“And now, less than one hundred years after slavery was abolished, some descendants of those early slaves taken from Africa returned, weighted with a heavy hope, to a continent which they could not remember, to a home which had shamefully little memory of them.”- Maya Angelou, All God’s Children Need Travelling Shoes
Maya Angelou was a wonderful woman who struggled against the odds and gave us a wealth of experience and wisdom to draw from, as well as a reminder of our history. I’m always surprised by the fact that she wasn’t even famous when she wrote her autobiographies yet now they are such important accounts, revolutionary. Her writing is beautiful, honest, poetic.
Most of this book takes place in Ghana in the early 1960s, at a time when pan-Africanism was on the rise and before the Civil Rights Act was passed. This book was very much about identity and belonging, themes very dear to the African-Americans who went to Ghana and elsewhere in Africa hoping to be welcomed as returning sons and daughters. However, it was not that easy. Angelou examines the different psyches and mentalities of these ostensibly similar groups of people. She looks at emotions such as home-sickness, guilt and anger, all keenly observed and reported.

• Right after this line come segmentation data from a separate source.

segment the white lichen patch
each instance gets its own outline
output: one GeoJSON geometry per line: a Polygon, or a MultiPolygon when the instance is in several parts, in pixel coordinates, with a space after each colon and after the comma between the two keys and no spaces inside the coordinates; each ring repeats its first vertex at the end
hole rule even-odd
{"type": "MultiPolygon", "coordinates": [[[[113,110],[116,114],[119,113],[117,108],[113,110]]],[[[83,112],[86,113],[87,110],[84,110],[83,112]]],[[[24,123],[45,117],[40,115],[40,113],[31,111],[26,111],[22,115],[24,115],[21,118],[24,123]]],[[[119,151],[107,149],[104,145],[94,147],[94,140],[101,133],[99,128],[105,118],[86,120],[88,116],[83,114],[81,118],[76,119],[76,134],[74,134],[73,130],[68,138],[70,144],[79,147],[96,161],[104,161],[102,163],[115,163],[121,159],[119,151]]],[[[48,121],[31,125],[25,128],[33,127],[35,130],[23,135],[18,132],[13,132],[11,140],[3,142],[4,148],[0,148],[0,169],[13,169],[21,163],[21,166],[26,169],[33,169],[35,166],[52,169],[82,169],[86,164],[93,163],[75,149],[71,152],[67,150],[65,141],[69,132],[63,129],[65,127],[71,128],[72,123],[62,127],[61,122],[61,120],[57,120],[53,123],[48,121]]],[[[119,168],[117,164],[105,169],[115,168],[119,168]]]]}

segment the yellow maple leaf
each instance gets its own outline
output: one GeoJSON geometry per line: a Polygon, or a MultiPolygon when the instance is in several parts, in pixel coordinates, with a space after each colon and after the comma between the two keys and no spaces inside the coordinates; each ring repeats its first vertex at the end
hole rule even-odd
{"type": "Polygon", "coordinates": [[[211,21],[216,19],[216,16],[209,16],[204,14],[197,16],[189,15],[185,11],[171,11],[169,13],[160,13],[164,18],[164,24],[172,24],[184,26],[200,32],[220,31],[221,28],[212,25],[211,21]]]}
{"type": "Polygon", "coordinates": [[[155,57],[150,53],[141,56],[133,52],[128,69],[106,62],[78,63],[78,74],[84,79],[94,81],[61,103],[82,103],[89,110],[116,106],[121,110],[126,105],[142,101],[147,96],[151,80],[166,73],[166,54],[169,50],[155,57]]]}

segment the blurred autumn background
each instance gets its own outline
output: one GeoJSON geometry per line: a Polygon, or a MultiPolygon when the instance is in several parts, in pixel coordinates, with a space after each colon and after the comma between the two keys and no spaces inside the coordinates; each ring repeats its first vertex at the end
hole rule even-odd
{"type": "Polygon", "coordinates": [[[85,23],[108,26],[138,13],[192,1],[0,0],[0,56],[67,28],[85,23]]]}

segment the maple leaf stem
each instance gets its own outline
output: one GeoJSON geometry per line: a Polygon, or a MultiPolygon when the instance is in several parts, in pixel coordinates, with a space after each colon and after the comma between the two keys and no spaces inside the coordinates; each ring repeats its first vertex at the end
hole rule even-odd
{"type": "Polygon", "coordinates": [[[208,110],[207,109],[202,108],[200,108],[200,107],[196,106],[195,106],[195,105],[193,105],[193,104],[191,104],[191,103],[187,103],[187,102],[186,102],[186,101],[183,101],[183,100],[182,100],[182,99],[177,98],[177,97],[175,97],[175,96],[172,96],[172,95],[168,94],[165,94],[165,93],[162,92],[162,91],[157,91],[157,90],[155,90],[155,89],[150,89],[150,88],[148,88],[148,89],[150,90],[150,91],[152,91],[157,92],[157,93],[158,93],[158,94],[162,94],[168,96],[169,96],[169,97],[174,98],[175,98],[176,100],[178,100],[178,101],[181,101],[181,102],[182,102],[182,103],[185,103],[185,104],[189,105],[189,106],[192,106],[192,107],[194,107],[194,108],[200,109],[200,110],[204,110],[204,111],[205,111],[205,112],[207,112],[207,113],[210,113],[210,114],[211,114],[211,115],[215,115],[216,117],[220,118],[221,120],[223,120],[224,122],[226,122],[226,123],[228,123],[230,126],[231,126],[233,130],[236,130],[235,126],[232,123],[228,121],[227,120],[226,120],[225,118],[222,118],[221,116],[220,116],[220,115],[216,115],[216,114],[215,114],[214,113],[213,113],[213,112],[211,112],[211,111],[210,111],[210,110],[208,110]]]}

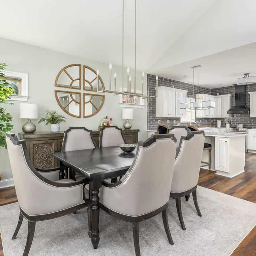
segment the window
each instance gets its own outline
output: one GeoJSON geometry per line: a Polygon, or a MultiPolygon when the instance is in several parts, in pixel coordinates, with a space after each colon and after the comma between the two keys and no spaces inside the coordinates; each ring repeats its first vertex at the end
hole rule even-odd
{"type": "MultiPolygon", "coordinates": [[[[127,89],[124,88],[124,91],[127,90],[127,89]]],[[[120,91],[121,91],[121,88],[120,91]]],[[[132,89],[131,92],[133,93],[132,89]]],[[[139,90],[136,90],[137,93],[141,93],[142,91],[139,90]]],[[[144,106],[144,99],[141,97],[137,96],[131,97],[128,95],[120,94],[120,96],[119,104],[121,106],[123,107],[143,108],[144,106]]]]}
{"type": "Polygon", "coordinates": [[[14,90],[10,101],[27,101],[28,96],[28,74],[12,71],[2,71],[6,77],[6,81],[14,90]]]}
{"type": "Polygon", "coordinates": [[[6,82],[10,84],[9,87],[11,87],[14,91],[14,94],[20,95],[21,93],[21,79],[15,78],[6,78],[6,82]]]}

This is such an important historical account. It was obviously a moving experience for Angelou to be in Africa, in a country that was newly free from colonialism, a country that was ruled by black Africans. Her comment about her amazement to see a black president on the money was so touching. For me it’s hard to imagine not being allowed in certain buildings, at least not through the front door, but for Angelou it must have been surreal to finally be in a country where she was free to go anywhere she wished:
“Seeing Africans enter and leave the formal building made me tremble with an awe I had never known. Their authority on the marble steps again proved that Whites had been wrong all along. Black and brown skin did not herald debasement and a divinely created inferiority. We were capable of controlling our cities, our selves and our lives with elegance and success.”
One part that really resonated with me was the part when W.E.B. DuBois died. The words that Angelou used to talk about him could very well be used now by her many admirers to talk about her own passing:
“Du Bois was ninety-six years old, and frail, but we wanted him to live forever. He had no right to desire for death. We argued that great men and women should be forced to live as long as possible. The reverence they enjoyed was a life sentence, which they could neither revoke or modify.”
In the end, Maya Angelou reconciled herself to Africa in a way I found beautifully stated in her words:
“If the heart of Africa still remained allusive, my search for it had brought me closer to understanding myself and other human beings.”
R.I.P. Maya Angelou, you’re missed already.
This book reminded me of the content of one of my undergrad Sociology classes (Sociology of Tourism). My professor, Dr. Wyllie, did a lot of work in Ghana and we learned about the quarrels over Elmina Castle and other slave-trading posts. Ghanaians want the castles fixed up and renovated, while the African-Americans want them left the way they are as a stark reminder of the awful past. The Ghanaians are not able to understand why the African-Americans get so emotional about these places, while the African-Americans can’t understand why the Ghanaians don’t show any emotion. This helped reiterate Angelou’s observations, how despite looking similar, we (Africans and African-Americans) have had different experiences and may see the world differently when it comes to some things. The good thing about Ghana is that the Government there is trying to take into account concerns from both parties.